- Born: Saudi Arabia
- Occupation: Fashion designer
- Years active: 2007–present
- Known for: Founder of Ashi Studio
- Website: ashistudio.com

= Mohammed Ashi =

Saudi Arabian fashion designer

Mohammed Ashi is a Saudi Arabian fashion designer and the founder of Ashi Studio, a fashion house recognized for its haute couture designs. Ashi gained notability for his architectural approach to fashion and craftsmanship.

== Early life and education ==
Ashi was born in Saudi Arabia. Ashi graduated from Esmod International Fashion University in Paris in 2004.
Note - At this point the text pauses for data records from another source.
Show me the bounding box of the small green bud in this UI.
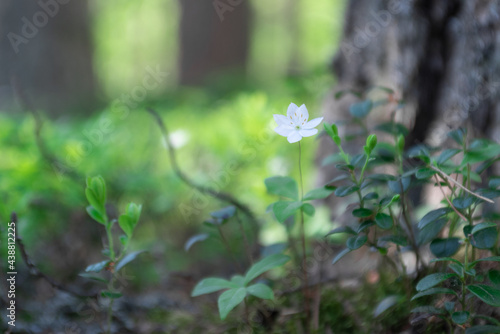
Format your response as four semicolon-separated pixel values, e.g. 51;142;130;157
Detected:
396;135;405;153
332;124;339;136
366;135;377;152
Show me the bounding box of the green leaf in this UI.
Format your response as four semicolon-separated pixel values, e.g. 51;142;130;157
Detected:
417;273;457;291
373;296;400;318
418;208;453;229
245;254;290;285
264;176;299;200
231;275;245;288
415;167;437;180
366;134;377;152
363;191;378;201
451;311;470;325
346;235;368;250
247;283;274;299
471;256;500;267
448;262;464;277
470;222;497;234
302;203;316;217
352;208;373;218
349;100;373;118
452;195;476;210
410;305;445;314
118;214;135;238
78;273;109;283
430;257;463;266
218;288;247;320
210;205;236;220
332;248;351;264
126;202;142;227
448;128;467;146
436;148;462;165
375;122;409;137
87;205;106;225
375;212;393;230
430;238;460;257
184;233;210;252
470;225;498;249
387;177;411;194
85;260;110;273
85;181;106;216
325;226;357;237
488;269;500;286
273;201;303;223
115;250;145;271
467;284;500;307
357;220;375;234
335;185;359;197
304;187;333;201
465;325;500;334
191;277;238;297
417;218;448;245
101;290;123;299
411;288;457;301
378;234;408;247
488;177;500;189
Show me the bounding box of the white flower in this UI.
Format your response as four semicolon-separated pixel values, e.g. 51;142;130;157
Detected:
273;103;323;143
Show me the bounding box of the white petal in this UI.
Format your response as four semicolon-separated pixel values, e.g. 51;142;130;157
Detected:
299;129;318;137
274;125;295;137
287;131;302;143
297;104;309;122
286;103;299;125
273;114;291;125
302;117;323;129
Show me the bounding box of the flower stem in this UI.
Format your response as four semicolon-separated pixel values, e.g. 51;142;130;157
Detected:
299;141;311;326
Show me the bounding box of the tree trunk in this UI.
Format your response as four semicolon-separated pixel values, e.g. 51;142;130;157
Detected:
319;0;500;188
179;0;250;85
0;0;96;115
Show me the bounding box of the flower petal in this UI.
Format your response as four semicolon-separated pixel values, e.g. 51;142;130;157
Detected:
299;129;318;137
302;117;323;129
273;114;291;125
287;131;302;143
274;125;295;137
286;103;300;125
297;104;309;123
286;103;299;118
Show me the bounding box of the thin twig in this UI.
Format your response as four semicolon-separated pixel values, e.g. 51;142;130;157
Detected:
430;165;495;203
11;76;80;182
11;212;99;299
434;175;468;222
146;108;258;229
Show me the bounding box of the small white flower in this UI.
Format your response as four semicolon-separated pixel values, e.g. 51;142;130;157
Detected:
273;103;323;143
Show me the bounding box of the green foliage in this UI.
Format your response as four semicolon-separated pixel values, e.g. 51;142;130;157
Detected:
191;254;290;320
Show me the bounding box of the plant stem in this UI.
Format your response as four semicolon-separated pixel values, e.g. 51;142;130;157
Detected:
236;210;253;264
106;222;116;262
299;141;311;327
107;298;115;334
217;225;243;273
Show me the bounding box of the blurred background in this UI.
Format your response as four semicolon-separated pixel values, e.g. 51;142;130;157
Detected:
0;0;500;332
0;0;344;330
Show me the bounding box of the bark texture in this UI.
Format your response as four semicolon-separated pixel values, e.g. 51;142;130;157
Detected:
0;0;96;115
179;0;250;85
319;0;500;187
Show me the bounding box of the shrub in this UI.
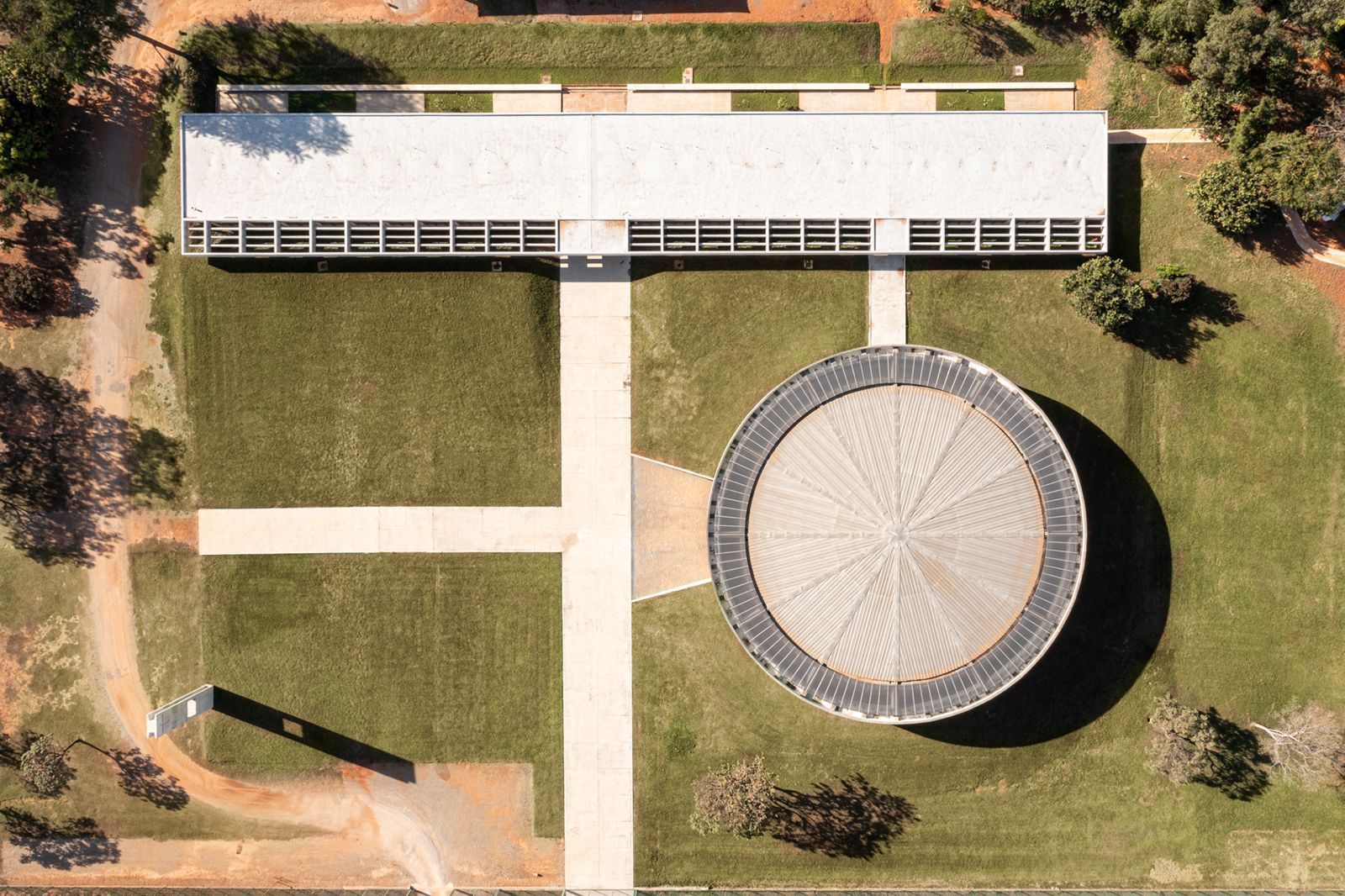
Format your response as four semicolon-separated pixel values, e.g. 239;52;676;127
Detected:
18;735;74;797
0;264;55;315
1060;256;1145;332
1189;159;1271;235
1147;264;1195;304
1182;83;1247;145
1247;132;1345;217
691;756;775;837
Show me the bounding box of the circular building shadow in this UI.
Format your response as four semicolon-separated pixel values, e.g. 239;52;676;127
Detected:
903;392;1172;746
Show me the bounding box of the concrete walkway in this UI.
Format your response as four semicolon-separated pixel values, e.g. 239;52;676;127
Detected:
869;256;906;345
561;256;635;889
197;507;562;554
1280;208;1345;268
1107;128;1209;144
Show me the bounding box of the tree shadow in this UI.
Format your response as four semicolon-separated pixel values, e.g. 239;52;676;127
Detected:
0;809;121;871
0;365;128;565
108;750;191;811
1195;706;1269;802
767;772;920;861
906;393;1173;746
126;424;186;506
182;12;392;103
1116;282;1246;363
215;685;415;783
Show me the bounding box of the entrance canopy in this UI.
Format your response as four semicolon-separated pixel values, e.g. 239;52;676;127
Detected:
182;112;1107;255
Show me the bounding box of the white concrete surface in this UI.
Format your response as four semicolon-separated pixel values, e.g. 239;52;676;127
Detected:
197;507;562;554
869;256;906;345
561;256;635;889
182;112;1107;220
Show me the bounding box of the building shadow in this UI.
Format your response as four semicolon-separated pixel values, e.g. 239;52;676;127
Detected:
1116;282;1247;363
0;809;121;871
906;393;1173;746
767;772;920;861
215;685;415;783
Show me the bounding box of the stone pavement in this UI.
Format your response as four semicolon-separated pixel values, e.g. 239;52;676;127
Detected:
198;257;635;889
869;256;906;345
561;256;635;889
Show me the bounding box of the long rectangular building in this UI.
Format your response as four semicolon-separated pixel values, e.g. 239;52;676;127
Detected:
182;112;1107;256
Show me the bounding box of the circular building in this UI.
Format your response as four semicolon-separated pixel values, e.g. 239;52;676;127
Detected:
709;345;1087;724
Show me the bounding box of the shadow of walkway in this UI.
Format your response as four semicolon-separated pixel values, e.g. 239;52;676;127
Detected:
908;393;1172;746
215;686;415;783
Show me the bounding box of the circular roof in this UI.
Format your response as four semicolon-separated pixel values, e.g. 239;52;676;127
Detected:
710;345;1084;723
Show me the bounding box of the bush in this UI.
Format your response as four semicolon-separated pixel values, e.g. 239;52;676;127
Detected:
18;735;74;797
1247;132;1345;218
1189;159;1273;237
1182;83;1247;145
691;756;775;837
1060;256;1145;332
1146;265;1195;304
0;264;55;315
1148;694;1219;784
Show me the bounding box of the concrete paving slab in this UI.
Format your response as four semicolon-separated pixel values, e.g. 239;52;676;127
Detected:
561;256;635;889
634;456;711;598
197;507;563;554
869;256;906;345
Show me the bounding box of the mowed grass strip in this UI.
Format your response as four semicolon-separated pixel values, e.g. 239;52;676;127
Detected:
156;258;560;507
630;260;868;475
635;148;1345;888
187;20;883;83
888;16;1089;83
132;549;563;837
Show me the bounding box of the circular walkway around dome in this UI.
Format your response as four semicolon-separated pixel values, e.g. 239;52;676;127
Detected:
709;345;1087;723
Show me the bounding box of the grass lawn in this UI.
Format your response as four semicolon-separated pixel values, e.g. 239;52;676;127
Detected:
630;258;868;475
187;22;883;83
888;16;1089;83
155;256;560;507
635;146;1345;888
0;540;303;845
132;549;563;837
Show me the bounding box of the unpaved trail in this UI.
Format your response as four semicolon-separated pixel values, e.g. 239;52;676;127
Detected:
66;0;561;888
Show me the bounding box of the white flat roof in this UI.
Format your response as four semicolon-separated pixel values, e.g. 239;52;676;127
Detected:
182;112;1107;220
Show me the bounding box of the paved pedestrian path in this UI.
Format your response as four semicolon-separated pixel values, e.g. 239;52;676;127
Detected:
561;256;635;889
869;256;906;345
198;257;635;889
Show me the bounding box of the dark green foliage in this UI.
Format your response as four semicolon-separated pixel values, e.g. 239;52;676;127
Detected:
0;0;130;172
1247;132;1345;217
1182;83;1247;145
0;264;56;318
1060;256;1145;332
1228;97;1279;156
126;425;183;504
1190;159;1271;235
1190;7;1295;92
18;735;76;797
1145;264;1197;304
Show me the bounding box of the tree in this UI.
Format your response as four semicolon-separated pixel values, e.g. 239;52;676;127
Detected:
1253;704;1345;787
1190;5;1296;92
1145;264;1195;304
18;735;76;797
0;173;56;230
1148;694;1219;784
691;756;775;837
1060;256;1145;332
1189;159;1271;235
1247;132;1345;217
0;264;55;316
1182;81;1247;145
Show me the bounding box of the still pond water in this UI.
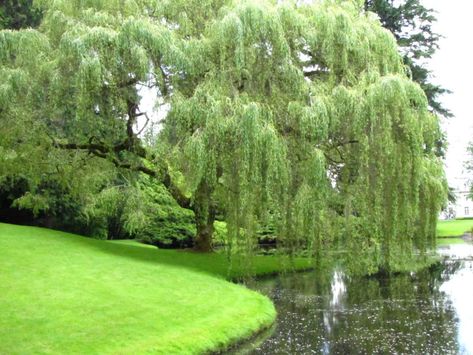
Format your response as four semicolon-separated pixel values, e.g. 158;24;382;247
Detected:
240;244;473;354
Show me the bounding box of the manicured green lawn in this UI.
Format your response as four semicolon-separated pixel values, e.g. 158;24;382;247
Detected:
437;219;473;237
0;223;307;354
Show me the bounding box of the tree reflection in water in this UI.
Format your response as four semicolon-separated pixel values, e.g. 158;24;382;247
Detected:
245;260;471;354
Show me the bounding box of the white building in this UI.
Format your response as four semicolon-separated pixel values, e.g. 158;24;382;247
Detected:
440;178;473;219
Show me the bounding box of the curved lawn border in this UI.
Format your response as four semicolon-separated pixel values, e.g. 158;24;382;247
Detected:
0;224;276;354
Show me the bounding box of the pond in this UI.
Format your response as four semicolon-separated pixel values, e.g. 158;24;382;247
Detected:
236;243;473;354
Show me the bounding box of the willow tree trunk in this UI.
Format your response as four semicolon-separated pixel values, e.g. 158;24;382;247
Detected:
194;182;215;252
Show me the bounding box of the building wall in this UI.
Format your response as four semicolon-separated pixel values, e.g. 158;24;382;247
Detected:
440;178;473;219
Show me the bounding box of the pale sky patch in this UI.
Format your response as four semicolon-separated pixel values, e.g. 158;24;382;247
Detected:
422;0;473;187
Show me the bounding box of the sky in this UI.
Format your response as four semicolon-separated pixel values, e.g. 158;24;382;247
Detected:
422;0;473;191
139;0;473;189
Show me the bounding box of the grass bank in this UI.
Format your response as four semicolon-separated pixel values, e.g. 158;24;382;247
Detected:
437;219;473;238
0;223;307;354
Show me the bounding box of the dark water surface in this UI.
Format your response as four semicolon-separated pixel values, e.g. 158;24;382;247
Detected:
237;244;473;354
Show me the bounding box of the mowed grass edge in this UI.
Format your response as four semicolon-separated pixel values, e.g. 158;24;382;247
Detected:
0;223;308;354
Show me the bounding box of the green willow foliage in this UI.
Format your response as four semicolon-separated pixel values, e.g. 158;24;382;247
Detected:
0;0;446;272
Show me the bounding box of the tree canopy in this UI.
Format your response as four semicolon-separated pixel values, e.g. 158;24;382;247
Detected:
365;0;452;121
0;0;446;272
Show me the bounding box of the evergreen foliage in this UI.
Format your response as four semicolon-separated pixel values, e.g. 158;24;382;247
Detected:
0;0;447;272
365;0;452;117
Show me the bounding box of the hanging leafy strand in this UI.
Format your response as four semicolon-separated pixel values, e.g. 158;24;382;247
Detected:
0;0;446;272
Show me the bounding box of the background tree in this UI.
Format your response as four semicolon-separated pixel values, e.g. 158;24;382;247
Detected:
0;0;446;272
365;0;452;117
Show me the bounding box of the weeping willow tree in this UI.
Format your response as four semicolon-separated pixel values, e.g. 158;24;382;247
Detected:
0;0;445;271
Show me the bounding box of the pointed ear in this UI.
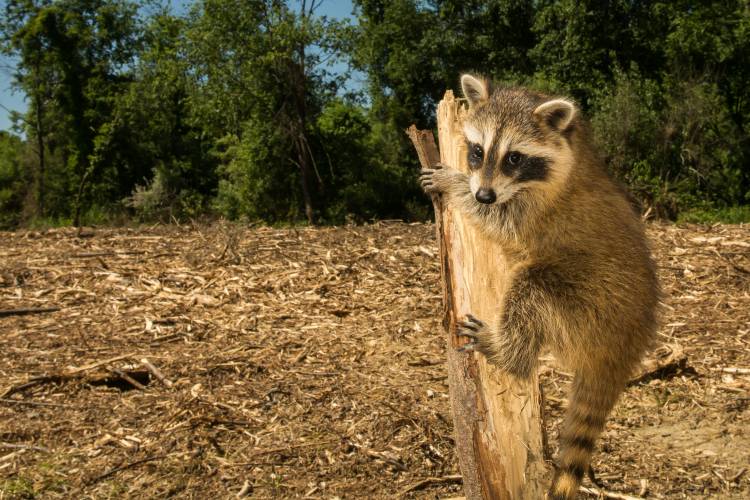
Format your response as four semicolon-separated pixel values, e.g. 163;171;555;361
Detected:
461;73;490;107
534;99;578;132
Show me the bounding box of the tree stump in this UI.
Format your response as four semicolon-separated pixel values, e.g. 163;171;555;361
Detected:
407;90;547;500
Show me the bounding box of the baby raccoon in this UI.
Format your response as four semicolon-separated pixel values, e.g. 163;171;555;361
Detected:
421;75;660;499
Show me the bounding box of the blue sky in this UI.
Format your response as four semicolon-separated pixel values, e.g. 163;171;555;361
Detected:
0;0;360;130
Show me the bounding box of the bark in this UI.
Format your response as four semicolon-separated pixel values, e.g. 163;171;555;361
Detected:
407;90;547;500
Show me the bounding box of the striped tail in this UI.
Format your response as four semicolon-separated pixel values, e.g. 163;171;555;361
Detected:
548;373;623;500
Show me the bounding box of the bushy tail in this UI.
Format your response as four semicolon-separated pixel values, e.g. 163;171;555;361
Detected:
549;373;623;500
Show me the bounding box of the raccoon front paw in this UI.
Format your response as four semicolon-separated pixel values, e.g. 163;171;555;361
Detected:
419;163;458;194
456;314;491;356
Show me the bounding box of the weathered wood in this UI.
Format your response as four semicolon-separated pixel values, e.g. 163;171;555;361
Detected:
410;90;547;500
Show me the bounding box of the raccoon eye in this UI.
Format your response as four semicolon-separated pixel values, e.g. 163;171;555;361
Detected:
505;151;523;165
469;144;484;165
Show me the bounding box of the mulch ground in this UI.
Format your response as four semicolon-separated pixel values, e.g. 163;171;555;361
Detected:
0;223;750;499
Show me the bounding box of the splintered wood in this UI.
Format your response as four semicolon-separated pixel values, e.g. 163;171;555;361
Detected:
408;91;547;499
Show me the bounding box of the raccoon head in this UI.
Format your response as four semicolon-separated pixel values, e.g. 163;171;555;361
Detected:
461;74;579;206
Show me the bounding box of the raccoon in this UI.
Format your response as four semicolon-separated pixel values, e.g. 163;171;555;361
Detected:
421;74;660;500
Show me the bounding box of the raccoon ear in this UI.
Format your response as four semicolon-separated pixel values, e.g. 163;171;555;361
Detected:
534;99;578;132
461;73;490;107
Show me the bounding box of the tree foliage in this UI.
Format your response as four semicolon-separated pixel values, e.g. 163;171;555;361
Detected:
0;0;750;226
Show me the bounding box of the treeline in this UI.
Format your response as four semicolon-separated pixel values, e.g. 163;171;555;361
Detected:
0;0;750;227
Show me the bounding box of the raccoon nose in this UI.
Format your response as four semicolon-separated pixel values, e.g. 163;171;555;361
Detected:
474;188;497;205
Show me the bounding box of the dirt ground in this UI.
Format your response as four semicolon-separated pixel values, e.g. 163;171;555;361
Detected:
0;223;750;499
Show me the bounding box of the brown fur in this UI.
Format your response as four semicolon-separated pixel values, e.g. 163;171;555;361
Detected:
422;75;659;499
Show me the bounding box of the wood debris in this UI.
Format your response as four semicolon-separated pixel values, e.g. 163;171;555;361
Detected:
0;222;750;499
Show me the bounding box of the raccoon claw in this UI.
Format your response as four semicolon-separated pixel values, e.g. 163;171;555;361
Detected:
419;163;450;193
456;314;487;352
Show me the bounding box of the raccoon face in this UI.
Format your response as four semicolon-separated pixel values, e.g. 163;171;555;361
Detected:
461;75;577;205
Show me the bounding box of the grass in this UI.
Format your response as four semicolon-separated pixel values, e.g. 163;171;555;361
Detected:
677;205;750;224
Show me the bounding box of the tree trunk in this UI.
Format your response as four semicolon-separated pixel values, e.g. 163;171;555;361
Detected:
34;96;45;217
408;90;547;500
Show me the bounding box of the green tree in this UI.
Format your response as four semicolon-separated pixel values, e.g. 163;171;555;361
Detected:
1;0;139;224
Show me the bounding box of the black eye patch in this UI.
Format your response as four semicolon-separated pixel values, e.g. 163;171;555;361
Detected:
500;153;549;182
468;142;484;168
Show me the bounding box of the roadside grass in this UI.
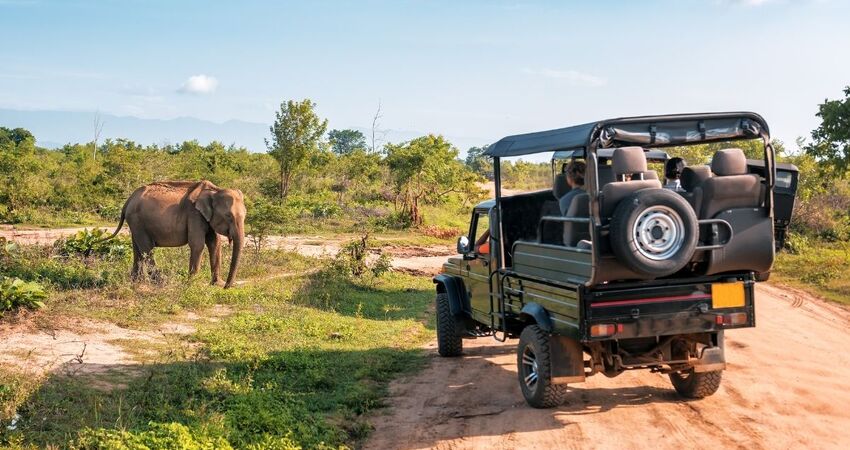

Before founding his own label, Ashi trained in the United States and worked for Givenchy and the Lebanese couturier Elie Saab.

== Career ==
In 2007, Ashi founded Ashi Studio, a couture house based in Beirut, Lebanon. The label gained attention for its sculptural silhouettes and minimalist aesthetic, combining contemporary design with traditional craftsmanship.

Ashi relocated the label's atelier to Paris in 2018. He was later appointed a mentor to Saudi Arabia's Fashion Commission, the government body established in 2020 to develop the country's fashion industry.

In 2023, Ashi became the first designer from the Gulf region to be invited to show at Paris Haute Couture Week under the official calendar of the French Haute Couture Federation. His designs have been worn by Beyoncé, Lady Gaga, and Queen Rania of Jordan.

In 2024, Forbes included Ashi in their list of "fashion innovators."

== Clientele ==
Ashi's designs have appeared on red carpets at events including the Oscars and the Cannes Film Festival. Those who have worn his work include Beyoncé, Deepika Padukone, Zendaya, and Cardi B. Beyoncé wore one of his gowns at a memorial event for Nelson Mandela. In 2017, the director Ava DuVernay wore an Ashi design at the Academy Awards.